I feel more confused about whether it’s feasible or useful to deliberately build powerful agents with preferences about only part of the world.
One natural version of this is to have a carefully overseen “AI builder”, sort of an ant queen, that builds specialized systems. That could include developing lots of systems that are very clearly not WorldSUM agents, like regular old computer code.
It doesn’t seem impossible that a mix of technical factors & societal lessons-learned lead to a Drexlerian world of specialized AIs with preferences only over the action-space they’re built to operate on.
Some sources on this topic:
Rohin Shah, 2017: Coherence arguments do not entail goal-directed behavior
Elliott Thornley, Feb 2023: There are no coherence theorems
Anonymous’s comment thread from Aug 2023, especially Keith Wynroe’s comment.
Owen Cotton-Barratt’s thread from 2024.
Anonymous’s LW question from June 2024
Of these, I think Rohin’s post and Keith’s and Owen’s comments most get at what I’m interested in here.
Thanks to Will MacAskill and Owen-Cotton Barratt for comments on a draft of this, and to my friends for encouraging me to finally publish it.
I actually don’t know how common this is these days — it used to be very common ~10 years ago, when I first questioned it and got a pretty chilly reception. I expect a lot of people who are AI-safety-adjacent but not experts themselves still have some version of it cached in their heads. And probably even some experts do, especially in areas like interpretability where engagement with this argument isn’t particularly relevant for your day to day. I am very grateful to folks like Rohin Shah for fighting the good fight on this topic over the years.
This is trivially true, even — see Rohin Shah’s post about coherence vs goal-directedness. A robot that always twitches can be interpreted as utility-maximizing! The problem with that example is that the twitch-bot doesn’t do anything useful.

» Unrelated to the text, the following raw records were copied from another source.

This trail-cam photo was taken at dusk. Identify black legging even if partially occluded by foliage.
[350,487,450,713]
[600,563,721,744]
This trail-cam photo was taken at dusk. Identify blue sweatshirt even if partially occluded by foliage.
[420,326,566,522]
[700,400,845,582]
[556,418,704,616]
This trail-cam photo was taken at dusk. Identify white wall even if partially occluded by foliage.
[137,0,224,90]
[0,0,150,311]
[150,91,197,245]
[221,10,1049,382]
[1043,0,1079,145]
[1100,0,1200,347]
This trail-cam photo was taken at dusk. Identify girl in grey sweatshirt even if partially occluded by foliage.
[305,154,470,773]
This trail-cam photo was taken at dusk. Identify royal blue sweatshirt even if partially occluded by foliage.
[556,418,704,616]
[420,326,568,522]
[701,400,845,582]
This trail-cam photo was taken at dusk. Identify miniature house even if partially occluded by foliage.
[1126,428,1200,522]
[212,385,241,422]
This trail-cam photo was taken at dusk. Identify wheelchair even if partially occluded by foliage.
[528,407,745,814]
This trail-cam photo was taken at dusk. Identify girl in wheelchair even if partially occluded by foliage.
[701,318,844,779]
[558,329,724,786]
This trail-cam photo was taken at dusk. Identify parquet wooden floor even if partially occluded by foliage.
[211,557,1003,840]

I also have beef with the intuition about utility being a simple function, by the way, like #paperclips —I think there’s an assumption that complexities either get stripped away by the training process, or don’t matter because they don’t outweigh the most important parts of the utility function. But I’m not sure either of those is right — certainly they’re not good descriptions of present-day LLMs. But if we’re assuming utility functions can/will be complex, it feels a lot less obvious to me that we’re 100% doomed by default. There’s some discussion of this here; folks like Paul Christiano and Carl Shulman think humanity won’t literally all be killed, and it’s irresponsible to say so when in fact it’s pretty likely we’re kept alive (we’re likely to be of some interest to LLM-style agents) and perhaps even in a pretty good state (this seems like a crux to me - not obvious), but not in control of the cosmic endowment.
This is my attempt at passing the intellectual Turing Test here, let me know if you hold a version of this view that reads differently.

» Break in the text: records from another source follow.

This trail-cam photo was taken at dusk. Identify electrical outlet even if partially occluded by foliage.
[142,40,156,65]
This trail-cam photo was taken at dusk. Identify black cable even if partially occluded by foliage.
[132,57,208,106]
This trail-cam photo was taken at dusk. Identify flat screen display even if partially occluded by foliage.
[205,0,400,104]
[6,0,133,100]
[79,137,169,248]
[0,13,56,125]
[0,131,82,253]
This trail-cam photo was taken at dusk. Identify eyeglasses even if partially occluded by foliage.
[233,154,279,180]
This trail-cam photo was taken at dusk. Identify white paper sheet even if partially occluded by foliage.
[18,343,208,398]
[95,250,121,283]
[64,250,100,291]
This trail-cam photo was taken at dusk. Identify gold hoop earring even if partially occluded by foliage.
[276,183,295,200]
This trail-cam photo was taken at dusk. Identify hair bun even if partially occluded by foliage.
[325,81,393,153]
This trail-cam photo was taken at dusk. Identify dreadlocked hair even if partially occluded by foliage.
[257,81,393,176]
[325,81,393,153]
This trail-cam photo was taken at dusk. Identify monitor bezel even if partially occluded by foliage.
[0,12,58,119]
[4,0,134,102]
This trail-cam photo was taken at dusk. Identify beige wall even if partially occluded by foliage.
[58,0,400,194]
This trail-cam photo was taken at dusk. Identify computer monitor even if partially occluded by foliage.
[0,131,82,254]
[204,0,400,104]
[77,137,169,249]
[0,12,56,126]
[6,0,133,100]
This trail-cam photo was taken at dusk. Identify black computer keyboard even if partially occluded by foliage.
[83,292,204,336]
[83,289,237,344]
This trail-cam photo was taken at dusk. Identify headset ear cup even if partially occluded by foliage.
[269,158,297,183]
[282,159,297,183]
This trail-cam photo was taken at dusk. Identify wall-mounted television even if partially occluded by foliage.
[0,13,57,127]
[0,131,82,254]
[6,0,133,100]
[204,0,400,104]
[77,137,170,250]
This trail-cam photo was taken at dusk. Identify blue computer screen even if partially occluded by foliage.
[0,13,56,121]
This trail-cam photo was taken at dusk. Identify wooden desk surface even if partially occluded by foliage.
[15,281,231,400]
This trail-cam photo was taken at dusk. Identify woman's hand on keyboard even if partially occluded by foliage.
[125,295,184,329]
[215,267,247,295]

“Daily profit” as the target is a simplification, since many trades are meant to be profitable in the longer term, and e.g. there are nuances about what price you mark profits to that allow for reward hacking if you aren’t thoughtful.
Actually I’m not sure how the data efficiency compares, please @ me with your wild Fermi estimates.
Take these takes with a grain of salt; I am very much not an ML researcher. I just read their papers sometimes.